Ribolla gialla metodo Charmat
13 euro

FRANCIACORTA
DOSAGGIO ZERO
CASTELLINI
Al Rocol

Il Franciacorta millesimato Dosaggio Zero metodo classico si ottiene dalla selezione della migliori uve provenienti dai vigneti della famiglia Castellini. Le uve di Chardonnay, raccolte a mano, subiscono un processo di pressatura soffice e una prima fermentazione
in acciaio di circa 7 mesi. Un minimo di 36 mesi di seconda rifermentazione a contatto con i lieviti, sono necessari a conferire al Franciacorta millesimato intensi e complessi aromi diversi per ogni annata.

Chardonnay
20 euro

IL BORRO
Bolle di Borro

Rosé di Sangiovese metodo classico che si affina per 60 mesi sui lieviti.
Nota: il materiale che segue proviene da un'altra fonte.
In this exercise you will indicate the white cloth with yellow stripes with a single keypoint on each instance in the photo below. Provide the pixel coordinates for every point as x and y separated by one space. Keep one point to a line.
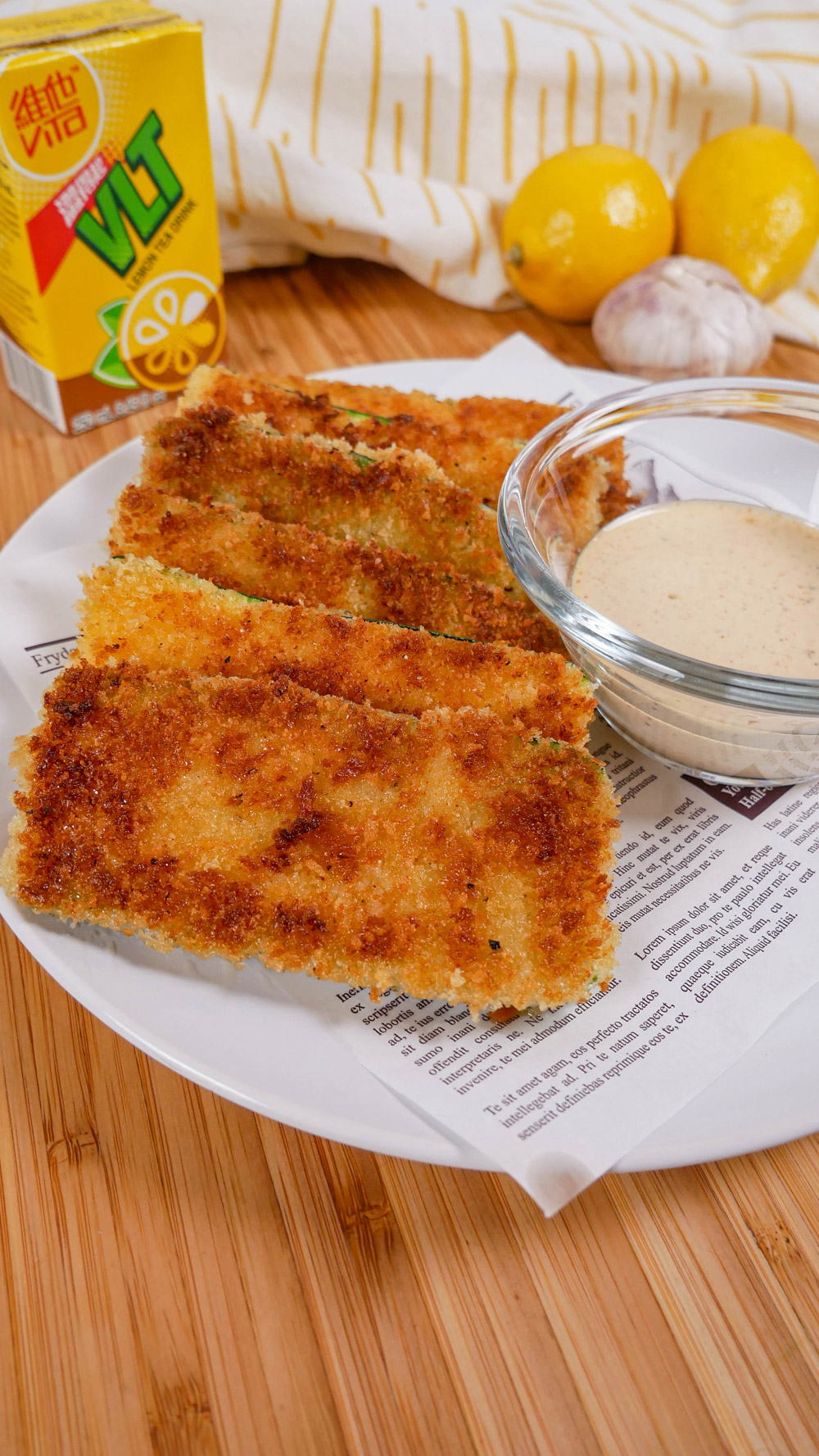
400 130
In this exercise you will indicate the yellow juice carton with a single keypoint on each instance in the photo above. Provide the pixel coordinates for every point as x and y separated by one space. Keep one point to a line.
111 287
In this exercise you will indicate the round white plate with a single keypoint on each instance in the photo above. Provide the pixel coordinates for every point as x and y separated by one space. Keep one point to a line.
240 1034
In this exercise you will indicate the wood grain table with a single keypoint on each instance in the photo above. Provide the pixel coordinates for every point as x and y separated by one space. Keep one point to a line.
181 1277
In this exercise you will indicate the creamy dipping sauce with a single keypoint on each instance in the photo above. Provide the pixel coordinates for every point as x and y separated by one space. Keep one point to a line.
731 584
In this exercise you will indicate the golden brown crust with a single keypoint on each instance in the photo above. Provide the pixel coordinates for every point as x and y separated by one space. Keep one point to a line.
397 497
473 442
239 549
157 618
447 855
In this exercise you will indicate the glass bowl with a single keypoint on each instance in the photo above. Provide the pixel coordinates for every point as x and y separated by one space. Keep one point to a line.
747 440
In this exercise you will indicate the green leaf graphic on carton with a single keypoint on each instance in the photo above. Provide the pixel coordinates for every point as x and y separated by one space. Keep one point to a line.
108 367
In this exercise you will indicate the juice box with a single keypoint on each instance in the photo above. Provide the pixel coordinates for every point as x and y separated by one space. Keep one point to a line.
111 287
Ne sboccia un perlage fine e persistente, con un naso ricco che esplode in un croccante effluvio di crosta di pane e rivela un animo fruttato; in bocca è cremoso, con una tessitura avvolgente e setosa accompagnata da una vena acida e succosa, tipica dell’uva.

Sangiovese
45 euro

CUVAGE ASTI
DOCG
Acquesi

Medaglia d’oro nella categoria spumanti aromatici allo Champagne & Sparkling Wine World Championship 2019, questo spumante metodo classico si distingue per il perfetto bilanciamento fra dolcezza e freschezza.

18 euro

MONTELLORI
PAS DOSÉ
Fattoria di Montellori

Giallo paglierino luminoso con screziature sul verde e lampi d’oro, presenta un bouquet fresco e diretto con spunti tra il burro e la nocciola, i fiori e gli agrumi, il muschio e le erbe aromatiche. L’assaggio, ricco di carattere e personalità, regala un impatto sapido e fresco, con l’acidità vibrante della susina gialla.

Chardonnay
• 21 euro

COLLE B
Colle Bereto

Trenta mesi sui lieviti per questo Pinot Nero con la livrea di uno splendente rosa buccia di cipolla. Il profumo richiama note di pasticceria, un po’ come avere sotto il naso un bigné alla crema impreziosito da piccoli frutti rossi. In bocca spicca il suo carattere che però non rinuncia a una notevole finezza, tra note di cedro e mandorla.

Pinot Nero
22,50 euro

BLANC DEL BLANC
Tenuta Santa Lucia

Sosta sui lieviti per 24 mesi, profumo croccante di cedro e crosta di pane.

Famoso bianco • 18 euro

CONTE GIULIO
Bruscia

Vino vero con cremosità effervescente e sentori di acacia e miele.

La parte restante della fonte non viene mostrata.